Guinée (mulher) Fagni (boa) deriva do soussou, uma língua mandês ou mandinga, pertencente ao grupo de línguas nigero-congolesas que compõe uma das três línguas nacionais mais faladas na Guiné, junto com o “malinké” e o “pulaar”. Mouna é uma “boa mulher”, não no sentido tradicional de uma sociedade masculina, mas porque se reinventou ao contestar a conduta que garantia humanidade às mulheres. Ela fugiu à regra: divorciou-se três vezes, até hoje não teve filhos, mesmo que desejasse ser mãe, e revelou publicamente sua condição de soropositiva num tempo em que o silêncio prevalecia sobre a informação.

A guineense não tinha noção do que ocorreria nas primeiras relações sexuais, mas sabia que não poderia contestar seu papel de submissa. Ela era muito nova, mas se lembra bem de uma prima que havia se recusado para o marido e acabou sendo violentada por ele com a ajuda de outros homens.

“Não havia preliminares e ele forçava bastante. Tinha aprendido no Corão que mesmo quando a esposa resiste, o marido tem o direito de pegá-la à força, então procurava não dificultar. Algumas vezes as feridas eram muitas e eu tinha que me virar sozinha para tratá-las. Sofri muito com as violências, mas não entendia que eram abusos”, relata.

Enquanto esposa fiel às tradições, Mouna, em seu primeiro casamento cuidou da casa, do marido e de mais cinco homens da família dele para os quais ela tinha que limpar, cozinhar, lavar e passar diariamente. Não bastasse a rotina de abusos, a africana sofria com o adultério e bebedeira do homem com quem estava casada e do qual contraiu o vírus que vai a acompanhar pelo resto da vida.

Não foi o único casamento infeliz, posteriormente passou por mais duas experiências de relacionamentos amorosos que a causaram inúmeros danos. Para se divorciar de cada um precisou da autorização da família deles, do pai dela ou mesmo da justiça em casos envolvendo violência doméstica.

“Se soubesse que podia tomar minhas próprias decisões, teria feito o que eu queria. Mas me disseram: teu marido é teu paraíso. Você deve obedecê-lo e tudo o que ele disser você deve fazê-lo. Eu não ousava questioná-lo. Estava longe de me sentir realmente no paraíso e não tinha nenhum prazer com ele, mas não podia recusar suas investidas. Uma das lições do Corão ensina que a mulher que se nega ao marido é uma pecadora. Portanto, eu entregava meu corpo a ele para ficar em paz com deus.”
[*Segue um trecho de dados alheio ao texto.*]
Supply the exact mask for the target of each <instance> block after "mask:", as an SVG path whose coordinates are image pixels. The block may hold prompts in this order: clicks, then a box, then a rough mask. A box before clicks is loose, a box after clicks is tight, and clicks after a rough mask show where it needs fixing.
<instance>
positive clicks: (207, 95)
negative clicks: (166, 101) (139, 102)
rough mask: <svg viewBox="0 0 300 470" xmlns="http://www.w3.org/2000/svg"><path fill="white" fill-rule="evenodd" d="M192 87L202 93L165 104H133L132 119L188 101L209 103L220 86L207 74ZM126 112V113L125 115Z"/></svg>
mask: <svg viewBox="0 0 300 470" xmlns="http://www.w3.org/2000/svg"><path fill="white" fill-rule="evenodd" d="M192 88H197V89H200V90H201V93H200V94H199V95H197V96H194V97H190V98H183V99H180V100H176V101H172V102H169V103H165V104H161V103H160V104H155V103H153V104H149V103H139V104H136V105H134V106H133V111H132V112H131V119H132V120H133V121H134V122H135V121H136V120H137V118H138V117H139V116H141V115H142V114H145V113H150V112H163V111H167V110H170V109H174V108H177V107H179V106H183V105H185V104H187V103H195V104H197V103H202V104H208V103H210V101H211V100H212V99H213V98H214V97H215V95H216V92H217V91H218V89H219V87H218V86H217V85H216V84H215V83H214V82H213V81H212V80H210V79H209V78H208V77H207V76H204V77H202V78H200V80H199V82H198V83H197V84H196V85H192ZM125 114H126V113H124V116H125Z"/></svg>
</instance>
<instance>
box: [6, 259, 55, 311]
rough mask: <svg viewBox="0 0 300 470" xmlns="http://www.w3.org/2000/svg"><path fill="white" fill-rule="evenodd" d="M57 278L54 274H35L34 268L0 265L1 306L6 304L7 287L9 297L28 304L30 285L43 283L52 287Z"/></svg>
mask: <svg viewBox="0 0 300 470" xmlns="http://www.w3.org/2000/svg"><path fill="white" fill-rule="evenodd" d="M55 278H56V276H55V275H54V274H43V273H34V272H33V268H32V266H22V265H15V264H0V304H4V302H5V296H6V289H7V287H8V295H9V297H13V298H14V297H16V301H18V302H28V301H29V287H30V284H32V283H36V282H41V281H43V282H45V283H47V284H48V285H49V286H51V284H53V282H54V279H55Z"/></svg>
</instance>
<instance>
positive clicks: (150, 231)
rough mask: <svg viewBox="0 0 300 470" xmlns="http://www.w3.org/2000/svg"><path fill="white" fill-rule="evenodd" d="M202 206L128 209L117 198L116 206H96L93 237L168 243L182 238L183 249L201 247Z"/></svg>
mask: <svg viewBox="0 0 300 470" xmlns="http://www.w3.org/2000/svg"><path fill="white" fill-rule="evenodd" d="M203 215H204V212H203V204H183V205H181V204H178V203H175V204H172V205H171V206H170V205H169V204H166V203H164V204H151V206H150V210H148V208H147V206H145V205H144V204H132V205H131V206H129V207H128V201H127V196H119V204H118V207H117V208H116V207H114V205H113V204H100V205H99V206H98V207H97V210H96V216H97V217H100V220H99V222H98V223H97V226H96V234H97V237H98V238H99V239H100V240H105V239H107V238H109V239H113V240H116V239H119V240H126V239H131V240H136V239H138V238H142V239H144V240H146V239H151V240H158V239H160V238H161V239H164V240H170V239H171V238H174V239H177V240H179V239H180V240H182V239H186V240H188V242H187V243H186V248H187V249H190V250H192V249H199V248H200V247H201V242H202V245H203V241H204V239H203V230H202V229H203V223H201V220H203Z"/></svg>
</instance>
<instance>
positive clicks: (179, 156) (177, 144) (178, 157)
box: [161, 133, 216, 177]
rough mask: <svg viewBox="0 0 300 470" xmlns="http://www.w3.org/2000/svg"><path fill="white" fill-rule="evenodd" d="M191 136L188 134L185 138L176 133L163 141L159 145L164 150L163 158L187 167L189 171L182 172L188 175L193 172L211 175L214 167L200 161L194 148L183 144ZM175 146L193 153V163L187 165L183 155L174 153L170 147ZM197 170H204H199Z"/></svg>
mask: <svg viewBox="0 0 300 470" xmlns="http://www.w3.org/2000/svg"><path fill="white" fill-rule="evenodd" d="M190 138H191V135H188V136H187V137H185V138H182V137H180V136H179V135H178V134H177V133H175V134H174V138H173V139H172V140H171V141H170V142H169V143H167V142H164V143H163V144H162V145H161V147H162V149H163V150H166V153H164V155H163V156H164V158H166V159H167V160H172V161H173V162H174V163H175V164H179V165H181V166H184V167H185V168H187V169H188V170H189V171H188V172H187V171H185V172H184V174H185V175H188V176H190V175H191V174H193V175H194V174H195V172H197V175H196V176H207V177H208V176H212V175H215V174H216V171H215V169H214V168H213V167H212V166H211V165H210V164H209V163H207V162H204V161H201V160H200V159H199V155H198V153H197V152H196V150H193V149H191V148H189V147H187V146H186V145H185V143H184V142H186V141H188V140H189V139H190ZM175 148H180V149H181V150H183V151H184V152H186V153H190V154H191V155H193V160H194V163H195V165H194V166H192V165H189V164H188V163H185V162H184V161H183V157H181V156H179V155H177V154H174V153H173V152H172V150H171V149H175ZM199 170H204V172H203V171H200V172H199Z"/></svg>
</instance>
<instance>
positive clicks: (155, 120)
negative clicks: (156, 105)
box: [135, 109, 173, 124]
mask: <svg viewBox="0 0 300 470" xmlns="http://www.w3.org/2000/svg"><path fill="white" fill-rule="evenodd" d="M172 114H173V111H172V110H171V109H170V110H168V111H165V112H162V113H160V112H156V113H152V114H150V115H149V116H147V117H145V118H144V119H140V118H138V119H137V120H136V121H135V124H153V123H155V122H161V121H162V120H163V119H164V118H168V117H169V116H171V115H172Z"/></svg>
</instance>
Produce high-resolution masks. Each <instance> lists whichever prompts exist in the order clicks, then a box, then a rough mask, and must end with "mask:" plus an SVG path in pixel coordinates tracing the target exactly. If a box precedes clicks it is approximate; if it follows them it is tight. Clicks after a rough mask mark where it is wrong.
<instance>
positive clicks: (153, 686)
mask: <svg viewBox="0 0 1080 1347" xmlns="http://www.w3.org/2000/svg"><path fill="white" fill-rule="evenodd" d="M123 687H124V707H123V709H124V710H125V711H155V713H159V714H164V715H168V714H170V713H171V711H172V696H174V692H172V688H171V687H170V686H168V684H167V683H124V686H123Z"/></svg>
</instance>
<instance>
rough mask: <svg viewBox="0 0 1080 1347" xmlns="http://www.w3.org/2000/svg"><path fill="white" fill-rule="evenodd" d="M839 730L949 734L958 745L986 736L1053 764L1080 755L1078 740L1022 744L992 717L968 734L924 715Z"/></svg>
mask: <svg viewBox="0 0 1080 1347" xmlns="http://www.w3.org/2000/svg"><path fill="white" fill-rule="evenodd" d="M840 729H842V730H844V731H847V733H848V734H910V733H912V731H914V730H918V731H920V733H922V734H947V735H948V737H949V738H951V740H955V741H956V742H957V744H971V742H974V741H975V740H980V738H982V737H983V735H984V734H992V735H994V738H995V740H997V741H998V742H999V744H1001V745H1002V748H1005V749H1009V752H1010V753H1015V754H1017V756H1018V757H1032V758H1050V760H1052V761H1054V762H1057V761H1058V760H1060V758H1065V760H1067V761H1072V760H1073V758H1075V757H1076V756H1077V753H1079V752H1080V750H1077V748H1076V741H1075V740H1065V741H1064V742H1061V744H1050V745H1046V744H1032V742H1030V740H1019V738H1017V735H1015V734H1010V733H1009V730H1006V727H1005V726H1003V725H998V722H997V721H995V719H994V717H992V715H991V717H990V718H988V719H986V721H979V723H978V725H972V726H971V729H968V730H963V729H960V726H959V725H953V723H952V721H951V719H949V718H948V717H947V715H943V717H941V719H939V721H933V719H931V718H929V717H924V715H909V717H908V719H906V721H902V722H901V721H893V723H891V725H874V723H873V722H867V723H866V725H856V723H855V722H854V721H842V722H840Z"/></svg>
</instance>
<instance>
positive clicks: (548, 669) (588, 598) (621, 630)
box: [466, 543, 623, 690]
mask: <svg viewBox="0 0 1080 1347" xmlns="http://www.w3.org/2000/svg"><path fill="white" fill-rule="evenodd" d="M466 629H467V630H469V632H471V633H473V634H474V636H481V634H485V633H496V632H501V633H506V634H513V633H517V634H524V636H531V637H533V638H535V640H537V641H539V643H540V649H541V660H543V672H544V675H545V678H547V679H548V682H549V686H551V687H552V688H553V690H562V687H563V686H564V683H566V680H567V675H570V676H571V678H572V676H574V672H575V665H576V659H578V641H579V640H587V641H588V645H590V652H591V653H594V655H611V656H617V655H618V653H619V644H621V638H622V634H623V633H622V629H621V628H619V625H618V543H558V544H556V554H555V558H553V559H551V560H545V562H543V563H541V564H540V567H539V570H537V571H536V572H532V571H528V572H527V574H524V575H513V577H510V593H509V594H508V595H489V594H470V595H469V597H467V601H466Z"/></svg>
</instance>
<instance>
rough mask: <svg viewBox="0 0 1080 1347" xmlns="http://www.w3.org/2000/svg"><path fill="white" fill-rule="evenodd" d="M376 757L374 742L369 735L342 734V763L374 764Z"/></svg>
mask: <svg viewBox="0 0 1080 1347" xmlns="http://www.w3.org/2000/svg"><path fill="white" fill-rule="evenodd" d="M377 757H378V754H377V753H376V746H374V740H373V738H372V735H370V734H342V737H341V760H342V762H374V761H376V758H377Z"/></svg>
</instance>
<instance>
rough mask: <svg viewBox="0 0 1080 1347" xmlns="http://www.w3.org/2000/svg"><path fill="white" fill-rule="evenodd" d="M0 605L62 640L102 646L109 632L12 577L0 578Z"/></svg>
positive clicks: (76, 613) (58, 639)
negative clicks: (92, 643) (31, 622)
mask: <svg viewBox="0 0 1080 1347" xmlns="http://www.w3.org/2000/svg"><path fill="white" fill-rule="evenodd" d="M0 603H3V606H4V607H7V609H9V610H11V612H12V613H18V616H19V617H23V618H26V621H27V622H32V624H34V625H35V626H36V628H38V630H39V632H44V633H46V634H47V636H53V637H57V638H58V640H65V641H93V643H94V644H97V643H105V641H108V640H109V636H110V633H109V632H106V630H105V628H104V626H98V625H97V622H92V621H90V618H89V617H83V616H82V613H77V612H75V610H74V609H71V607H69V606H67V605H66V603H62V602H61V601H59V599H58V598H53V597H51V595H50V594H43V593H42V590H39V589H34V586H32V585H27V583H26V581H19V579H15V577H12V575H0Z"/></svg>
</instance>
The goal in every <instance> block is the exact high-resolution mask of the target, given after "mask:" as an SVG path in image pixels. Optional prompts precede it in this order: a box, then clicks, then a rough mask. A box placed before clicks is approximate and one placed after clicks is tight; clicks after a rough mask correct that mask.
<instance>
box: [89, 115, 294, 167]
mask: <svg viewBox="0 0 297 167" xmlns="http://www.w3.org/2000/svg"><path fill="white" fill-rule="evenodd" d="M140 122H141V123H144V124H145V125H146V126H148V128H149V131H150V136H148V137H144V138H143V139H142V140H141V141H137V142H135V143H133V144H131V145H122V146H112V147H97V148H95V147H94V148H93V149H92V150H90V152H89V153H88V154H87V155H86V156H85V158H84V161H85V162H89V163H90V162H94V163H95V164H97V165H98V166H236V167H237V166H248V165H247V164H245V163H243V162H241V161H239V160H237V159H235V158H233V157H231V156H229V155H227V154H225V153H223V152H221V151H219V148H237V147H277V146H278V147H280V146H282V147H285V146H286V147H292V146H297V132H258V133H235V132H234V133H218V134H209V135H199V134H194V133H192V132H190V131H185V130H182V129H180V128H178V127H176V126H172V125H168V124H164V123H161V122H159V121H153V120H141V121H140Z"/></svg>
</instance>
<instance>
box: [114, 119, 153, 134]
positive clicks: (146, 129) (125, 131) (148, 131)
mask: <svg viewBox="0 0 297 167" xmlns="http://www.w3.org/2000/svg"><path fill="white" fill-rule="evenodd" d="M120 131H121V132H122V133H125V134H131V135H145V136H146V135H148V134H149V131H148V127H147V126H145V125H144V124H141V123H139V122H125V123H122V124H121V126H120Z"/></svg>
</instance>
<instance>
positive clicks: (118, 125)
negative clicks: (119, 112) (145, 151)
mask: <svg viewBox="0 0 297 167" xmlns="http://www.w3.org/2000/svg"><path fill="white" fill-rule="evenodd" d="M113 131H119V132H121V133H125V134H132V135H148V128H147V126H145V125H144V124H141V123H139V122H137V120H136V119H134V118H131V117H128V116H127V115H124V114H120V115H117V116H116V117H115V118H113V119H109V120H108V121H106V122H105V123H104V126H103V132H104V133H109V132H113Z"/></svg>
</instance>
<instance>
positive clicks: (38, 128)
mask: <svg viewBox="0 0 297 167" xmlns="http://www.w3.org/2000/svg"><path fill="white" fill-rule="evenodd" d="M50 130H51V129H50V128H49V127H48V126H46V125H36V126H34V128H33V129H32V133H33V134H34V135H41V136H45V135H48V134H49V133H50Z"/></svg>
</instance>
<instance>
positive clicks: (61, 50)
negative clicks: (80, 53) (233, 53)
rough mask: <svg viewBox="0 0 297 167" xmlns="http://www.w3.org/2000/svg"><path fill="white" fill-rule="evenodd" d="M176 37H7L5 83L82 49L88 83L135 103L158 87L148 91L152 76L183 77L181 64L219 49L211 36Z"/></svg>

Mouna e Andrea durante o período em que trabalhavam juntas/Foto: arquivo pessoal
Unidas pelo desejo de fortalecer outras mulheres

Personagem e autora se conheceram no projeto de HIV/AIDS da organização Médicos Sem Fronteira. A psicóloga conta que quando voltou da Guiné em 2012, escreveu um livro sobre a experiência no projeto social, no qual criticava o modelo de intervenção humanitária.

“Na ocasião, Mouna me pediu pra contar a história dela, pois queria influenciar outras mulheres no seu país e sensibilizar as pessoas pra causa. Mas foi bem quando houve o surto do ebola na Guiné e nem ela, nem eu, podíamos entrar e sair do país. E em 2017, finalmente, consegui voltar à Guiné para registrar o seu relato”.

Ainda de acordo com Andrea, a escrita do livro ocorreu em meio ao contexto de amizade e solidariedade que envolvia as duas mulheres. “Um desejo mútuo de fazer com que muitas pessoas pudessem ter acesso ao que acontece na Guiné e também que muitas mulheres africanas pudessem se fortalecer para enfrentar as adversidades culturais que o país ainda impõe”.